Power and Gendered Identities: (Re) Configuring the Gendered Self in Kenyan Drama
Abstract
Studies of power and gender identity form part of the dominant discourses of various scholars such as Judith Butler, Julia Kristeva, Margaret Hall, Michel Foucault, and Gloria Anzaldua who have explored the concepts of power and gender identity at various levels and contexts. This paper, while contending that gender is one of the most important components of social identity and cultural classification across human cultures, investigates how the politics of gender identity intersects with power in the Kenyan society. To do this, we examine two selected Kenyan plays: Francis Imbuga’s Aminata and Dennis Kyallo’s The Hunter is Back. The study perceives gender as a multi-layered structure in which the perpetuation and re-creation of gender concepts, social divisions and individual identities take place and are in a continuum of struggle. In this regard, we explore how the gendered self (re)configures her position in society as portrayed in the selected texts. Anchored within a multiple complementary theoretical framework in interrogating the nexus between power and gender, the paper argues that the gendered self is in a constant struggle for space within her socio-cultural context.

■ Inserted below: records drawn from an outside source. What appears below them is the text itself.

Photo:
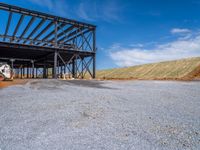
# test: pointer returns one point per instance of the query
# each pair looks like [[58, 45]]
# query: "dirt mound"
[[184, 69]]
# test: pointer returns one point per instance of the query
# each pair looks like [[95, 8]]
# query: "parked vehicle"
[[5, 72]]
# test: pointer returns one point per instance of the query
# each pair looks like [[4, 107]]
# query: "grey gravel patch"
[[54, 114]]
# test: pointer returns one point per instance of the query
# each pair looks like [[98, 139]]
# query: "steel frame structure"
[[34, 42]]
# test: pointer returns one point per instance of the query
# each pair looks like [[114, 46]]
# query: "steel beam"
[[18, 25], [35, 29], [8, 25], [27, 27], [44, 30]]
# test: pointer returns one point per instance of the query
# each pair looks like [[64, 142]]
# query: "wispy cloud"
[[99, 10], [180, 48], [88, 10], [180, 31], [58, 7]]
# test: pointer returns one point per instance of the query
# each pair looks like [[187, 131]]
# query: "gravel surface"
[[80, 115]]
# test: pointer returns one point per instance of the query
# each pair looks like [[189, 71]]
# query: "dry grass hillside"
[[184, 69]]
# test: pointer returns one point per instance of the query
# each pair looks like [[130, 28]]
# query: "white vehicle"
[[5, 72]]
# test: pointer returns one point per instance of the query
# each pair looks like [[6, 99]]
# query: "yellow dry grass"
[[178, 69]]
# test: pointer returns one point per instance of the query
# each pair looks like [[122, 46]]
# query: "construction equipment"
[[6, 72]]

Conscious of the inferior position and roles assigned to her by societal structures, the woman, as the gendered self, confronts socio-cultural practices, politics, and agency among others in an attempt to re-create her own space. Ultimately, these actions (re)define and (re)configure the woman in echelons of power and authority and enable her to participate actively in public spaces. This paper proffers new insights in exploring the representation of power and the gendered self in society through creative works of art in Kenya.